Her ne kategoride okur olursanız olun, aşkı, romantizmi, mektup okumayı sevmiyor olun... Bu kitabı , karşılıksız aşkın mektuplarını, naif, güzel duyguları okumak herkese iyi gelecek. Böyle bir duygu, sevgi, hayranlık, "İNSANLIK" (bu kelimeye çok değiniyor), olmaz dedirtiyor. Şimdi ki dünyaya, hayatımıza dönüp baktığımızda böyle aşkların, hislerin, hissedenlerin kalmadığına emin olabiliriz. - varsa da bize denk gelmiyor.
Kitaptaki her cümle sizi mutsuz, üzgün, sinirli, monoton, sıkıcı karantina hayatınızdan alıp çok uzaklara götürecek. An'dan kopup 1954'lere gideceksiniz. Yeri geldiğinde karşılıksız olmasından yakınan Ahmed Arif'e üzülecek, yeri geldiğinde bu cümleleri ona yazdırdığı için bu karşılıksız aşka sempati duyacaksınız. O naif, ince düşünülmüş, hiç görmediğimiz, hissetmediğimiz, bilmediğimiz hisleri, duyguları, cümleleri okurken hayret edeceksiniz.
**"Seni tanımak, seni bir kerecik bile görmek, milyarlarca yıl yaşamaktan daha dolu, daha hızlı ve daha değerlidir." Bu kısa cümleden bile mektupların ne kadar büyük bir sevgiyle kaleme alındığını, siz düşünün.

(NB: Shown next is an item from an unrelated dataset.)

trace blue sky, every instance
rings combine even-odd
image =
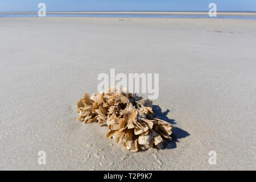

Sayfa aralarında mektupların fotoğrafları koyulmuş., Ahmed Arif'in kendi el yazısını, sayfalara sığdırmaya çalıştığı hislerini, göz yaşlarını gözlerinizle görüyorsunuz.
Böyle güzel seven insanlar çıksın karşınıza. Böyle güzel sevin sizler de... Keyifli okumalar.